Employers are quick to point out that, in the insurance world, premiums have long been tied to levels of measurable risk. You pay more for homeowner’s insurance if you live in a flood plain, more for auto insurance if you’re a young male, and even more for life insurance if you smoke cigarettes or have out-of-range biometrics. But, then again, when your life insurer samples your blood, they don’t call it a wellness program. It’s risk-rated insurance — plain and simple. Wellness professionals should vehemently resist the euphemism “outcomes-based wellness,” as it undermines years of hard work genuinely promoting healthy lifestyles and achieving positive outcomes in an environment that respects employees.
Don’t be fooled. There is scant evidence that paying employees to achieve healthy outcomes, or penalizing them for unhealthy outcomes (Nudge’s preferred approach), is an effective strategy for improving health or controlling health care costs. Certainly there is not enough evidence to overshadow the research that suggests that incentives do not work either to motivate sustainable behavioral change or to improve health outcomes. Incentives may even reduce motivation.
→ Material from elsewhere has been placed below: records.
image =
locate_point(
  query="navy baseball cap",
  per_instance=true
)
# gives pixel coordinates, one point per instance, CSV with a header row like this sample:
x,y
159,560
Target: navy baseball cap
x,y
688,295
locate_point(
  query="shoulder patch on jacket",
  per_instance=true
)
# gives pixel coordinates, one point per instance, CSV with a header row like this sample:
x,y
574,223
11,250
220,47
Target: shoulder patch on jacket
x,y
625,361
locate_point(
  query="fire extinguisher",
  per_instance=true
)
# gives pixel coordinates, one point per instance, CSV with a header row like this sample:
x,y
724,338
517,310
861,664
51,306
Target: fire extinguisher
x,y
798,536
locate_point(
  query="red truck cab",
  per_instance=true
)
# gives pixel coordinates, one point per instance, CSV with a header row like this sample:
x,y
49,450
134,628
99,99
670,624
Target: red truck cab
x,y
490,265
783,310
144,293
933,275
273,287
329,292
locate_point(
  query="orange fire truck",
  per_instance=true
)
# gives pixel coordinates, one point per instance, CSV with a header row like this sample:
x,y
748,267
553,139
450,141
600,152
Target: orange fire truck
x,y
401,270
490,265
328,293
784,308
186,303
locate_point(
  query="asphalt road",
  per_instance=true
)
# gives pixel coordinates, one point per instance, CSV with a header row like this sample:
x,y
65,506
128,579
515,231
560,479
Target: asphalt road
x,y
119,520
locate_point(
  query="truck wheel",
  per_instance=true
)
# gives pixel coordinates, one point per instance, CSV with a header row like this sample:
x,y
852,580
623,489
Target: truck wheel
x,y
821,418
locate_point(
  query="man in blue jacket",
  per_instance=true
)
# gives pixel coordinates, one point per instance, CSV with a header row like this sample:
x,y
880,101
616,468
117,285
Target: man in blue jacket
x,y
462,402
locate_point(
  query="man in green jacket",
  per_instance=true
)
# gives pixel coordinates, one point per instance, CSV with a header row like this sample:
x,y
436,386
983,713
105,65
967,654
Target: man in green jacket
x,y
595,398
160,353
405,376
In the words of The American Cancer Society, The American Diabetes Association, and the American Heart Association, published in their joint issue brief, Financial Incentives to Encourage Healthy Behaviors:
Based on evidence to date, … offering health promotion services such as smoking cessation programs, fitness centers, weight loss programs and exercise classes on-site, and offering healthy vending and food choices throughout the workplace environment will be more effective in improving employee health – and reducing employer health care costs – than applying financial incentives through their employer sponsored insurance plan.
Recycle your copy of Nudge — it will better serve society reincarnated as an eco-friendly fast-food container — and read the brighter and more evidence-based Drive (by Daniel Pink), or even Punished by Rewards, by Alfie Kohn, for the other side of the story.
Don’t Nudge. Drive.
Behavioral economics, formerly the darling of the Obama administration and, more recently, the Cameron administration in the UK, is gradually being nudged out of government. Only time will tell if this leads to the long overdue recognition of behavioral economics as the “Emperor’s New Clothes.” There’s nothing there at all.
Compare Nudge to Drive. Then you can make an informed decision about which approach (if you feel compelled to choose one) is truly most likely to evoke sustainable health behavior change. And, while you’re at it, consider which underpinnings — Nudges’s “libertarian paternalism” versus Drive’s “autonomy, mastery, and purpose” — are most likely to support other important business goals, such as employee engagement, trust, retention, and, ultimately, productivity.